Ingersoll Rand acquires SSI Aeration to boost wastewater offerings

Published 03/02/2025, 22:38
Ingersoll Rand acquires SSI Aeration to boost wastewater offerings

DAVIDSON, N.C. - Ingersoll Rand Inc. (NYSE:IR), a global provider of flow creation and industrial solutions with a market capitalization of $37.31 billion, has announced the acquisition of SSI Aeration, Inc., a move aimed at expanding its wastewater treatment capabilities. According to InvestingPro data, the company has demonstrated solid revenue growth of 7.18% over the last twelve months. This strategic acquisition is set to enhance Ingersoll Rand’s product lineup with SSI’s engineered membrane diffusers and aeration systems, which are designed for energy efficiency.

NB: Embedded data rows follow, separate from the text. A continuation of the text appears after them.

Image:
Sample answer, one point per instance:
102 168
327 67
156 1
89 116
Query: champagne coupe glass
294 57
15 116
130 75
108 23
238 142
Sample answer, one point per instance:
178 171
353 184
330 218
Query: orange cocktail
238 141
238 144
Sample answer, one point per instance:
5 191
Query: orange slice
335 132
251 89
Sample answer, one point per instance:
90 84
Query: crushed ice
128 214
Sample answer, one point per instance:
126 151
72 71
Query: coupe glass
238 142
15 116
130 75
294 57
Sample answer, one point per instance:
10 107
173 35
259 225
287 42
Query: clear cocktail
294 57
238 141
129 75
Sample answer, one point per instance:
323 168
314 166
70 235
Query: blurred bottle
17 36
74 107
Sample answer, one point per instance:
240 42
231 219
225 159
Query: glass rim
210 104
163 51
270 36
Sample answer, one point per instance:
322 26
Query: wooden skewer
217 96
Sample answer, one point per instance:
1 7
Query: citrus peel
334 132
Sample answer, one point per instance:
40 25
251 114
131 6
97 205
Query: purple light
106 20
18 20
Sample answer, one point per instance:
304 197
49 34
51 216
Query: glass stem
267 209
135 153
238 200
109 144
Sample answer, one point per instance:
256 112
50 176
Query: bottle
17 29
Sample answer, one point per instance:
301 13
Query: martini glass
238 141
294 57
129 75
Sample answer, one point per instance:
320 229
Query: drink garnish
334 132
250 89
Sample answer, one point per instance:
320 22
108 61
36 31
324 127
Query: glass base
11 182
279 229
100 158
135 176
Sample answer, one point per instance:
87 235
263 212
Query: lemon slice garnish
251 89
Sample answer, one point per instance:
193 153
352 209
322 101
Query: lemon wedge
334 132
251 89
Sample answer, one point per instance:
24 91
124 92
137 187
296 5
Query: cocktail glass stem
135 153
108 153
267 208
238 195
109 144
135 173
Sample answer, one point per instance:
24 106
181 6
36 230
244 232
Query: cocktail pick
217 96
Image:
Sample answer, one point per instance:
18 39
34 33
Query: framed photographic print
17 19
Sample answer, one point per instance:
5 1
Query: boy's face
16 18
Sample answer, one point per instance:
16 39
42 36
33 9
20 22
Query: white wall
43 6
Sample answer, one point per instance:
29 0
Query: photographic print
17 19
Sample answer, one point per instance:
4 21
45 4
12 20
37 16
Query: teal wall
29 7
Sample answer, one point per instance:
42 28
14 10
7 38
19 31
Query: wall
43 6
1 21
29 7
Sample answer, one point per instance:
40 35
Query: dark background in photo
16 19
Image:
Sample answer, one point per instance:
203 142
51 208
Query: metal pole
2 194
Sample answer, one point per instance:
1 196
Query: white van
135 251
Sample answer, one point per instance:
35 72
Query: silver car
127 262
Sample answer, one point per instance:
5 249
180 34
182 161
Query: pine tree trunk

SSI Aeration, recognized for its innovative wastewater treatment plant equipment, brings in approximately $30 million in annual revenue. Its integration into Ingersoll Rand’s Industrial Technologies and Services segment is expected to provide customers with more comprehensive solutions, combining technologies like low-pressure compressors with SSI’s aeration offerings for increased productivity and energy efficiency.

Vicente Reynal, chairman and CEO of Ingersoll Rand, emphasized the importance of inorganic growth to the company’s strategy and expressed enthusiasm about expanding their presence in the wastewater treatment market through this acquisition. The purchase was made at an attractive multiple of approximately 10 times SSI’s projected 2024 Adjusted EBITDA. Based on InvestingPro analysis, Ingersoll Rand currently trades at an EV/EBITDA multiple of 21.5x, suggesting the SSI acquisition was secured at a favorable valuation. InvestingPro’s Fair Value analysis indicates the stock is currently overvalued, with 11 analysts recently revising their earnings expectations downward.

The acquisition not only extends Ingersoll Rand’s capabilities but also creates opportunities for accelerated growth by granting access to municipal markets. With manufacturing facilities in the United States, South Korea, and India, SSI’s global footprint is poised to enhance Ingersoll Rand’s reach in the sector.

Ingersoll Rand has a reputation for delivering exceptional performance and durability in mission-critical solutions, supported by over 80 respected brands. The company’s commitment to making life better for its stakeholders is reflected in its continuous pursuit of expertise, productivity, and efficiency. InvestingPro data shows the company maintains a healthy financial position with a current ratio of 2.36 and operates with moderate debt levels, earning an overall Financial Health score of "GREAT." For deeper insights into Ingersoll Rand’s financial health and growth prospects, investors can access the comprehensive Pro Research Report, available exclusively to InvestingPro subscribers.

This news is based on a press release statement and contains forward-looking statements that involve risks and uncertainties. Actual results may differ from current expectations due to various factors, including but not limited to economic conditions, regulatory changes, and other risks detailed in Ingersoll Rand’s filings with the Securities and Exchange Commission.

In other recent news, Ingersoll-Rand saw significant attention from analysts. CFRA upgraded the company’s stock from Sell to Hold, with expectations of accelerated organic sales growth due to increased capital equipment spending. The firm’s projected earnings per share (EPS) for 2026 is $3.87, aligning with Ingersoll-Rand’s historical long-term forward average. However, CFRA later downgraded the stock to Sell, citing overvaluation and fluctuating organic sales. The new price target of $90 reflects a valuation of 25.5 times the anticipated 2025 EPS of $3.54.

Ingersoll-Rand also reported strong third-quarter results for 2024, with a 10% increase in total orders and a 7% rise in revenue year-over-year. Adjusted EBITDA rose by 15% to $533 million, and EPS grew by 9% to $0.84. Meanwhile, Baird lowered its price target for Ingersoll-Rand from $114.00 to $109.00, maintaining an Outperform rating. These recent developments reflect the ongoing changes in the industrial manufacturing landscape.